HC Deb 09 November 1932 vol 270 cc331-3
12. Lord APSLEY

asked the Under-Secretary of State for Air if he will state the reasons which have actuated the new Order that no inventor may build an aeroplane or even fly it over his own land unless he has obtained special permission to do so from the Ministry; and whether he has received any adverse criticisms from aviators concerned with regard to this new Order?


asked the Under-Secretary of State for Air (1) whether, under the recently published Air Navigation Directions, 11, 1932, it is intended that private aircraft experimenters are to be prohibited from testing out their experiments on their own private grounds without previous written permission from the Air Ministry, unless the experimenter is a company on the approved Air Ministry list;

(2) whether, under the Air Navigation Directions, 11, 1932, it is intended that every inventor who wishes to develop a new type of aircraft through private commercial enterprise must submit particulars of his inventions and designs to the Air Ministry for inspection and approval before permission can be obtained for any experimental flights;

(3) whether he would be willing to receive representations from the aircraft industry or individual engineers and experimentalists regarding objections and hindrance to aviation development by private enterprise that may be caused by strict interpretation of the recently issued Air Navigation Directions, 11, 1932?

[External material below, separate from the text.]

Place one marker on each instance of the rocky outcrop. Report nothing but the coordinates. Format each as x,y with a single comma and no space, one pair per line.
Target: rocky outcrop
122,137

The UNDER-SECRETARY of STATE for AIR (Sir Philip Sassoon)

There seems to be considerable misapprehension on this subject. I would point out in the first place that these revised rules contain no new departure of principle; but are designed mainly to clarify the regulations in detail and to give fuller effect to what has been approved policy since 1929. They have been drawn up in the interests of the safety of the general public and of the pilots of experimental machines, in view of previous fatal accidents.

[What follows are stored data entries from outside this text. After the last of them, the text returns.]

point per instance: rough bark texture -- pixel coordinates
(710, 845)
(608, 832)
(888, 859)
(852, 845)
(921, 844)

The rules provide that in the case of an aircraft of a new type designed by a private experimenter the Secretary of State has to be satisfied, before it is flown, that it involves no special danger to life and property. This procedure does not necessarily require the disclosure of particulars of a secret character, though these would in any case be treated with the strictest confidence. My hon. and gallant Friend the Member for the Isle of Thanet (Captain Balfour) may rest assured that the Department is most anxious to encourage invention as well as to ensure safety, and that the rules will be administered with the fullest possible regard for inventive enterprise. My Noble Friend will certainly be ready to receive representations on the subject from any authoritative quarter, but I may say that the rules in their latest form have received the approval of the Civil Airworthiness Committee, which is representative of a number of outside bodies including the Society of British Aircraft Constructors, insurance interests, and the General Council of Light Aeroplane Clubs.


Do not these regulations introduce an innovation that now an Englishman cannot go up in his own private aeroplane in his own private ground and kill himself without previous written permission of the right hon. Gentleman?


No, Sir. There is no departure in principle from the rules embodied in 1929.


In 1929 could not a pilot go within three miles of his aerodrome without permission?


That was the change that was then made. The three-mile limit was then abolished.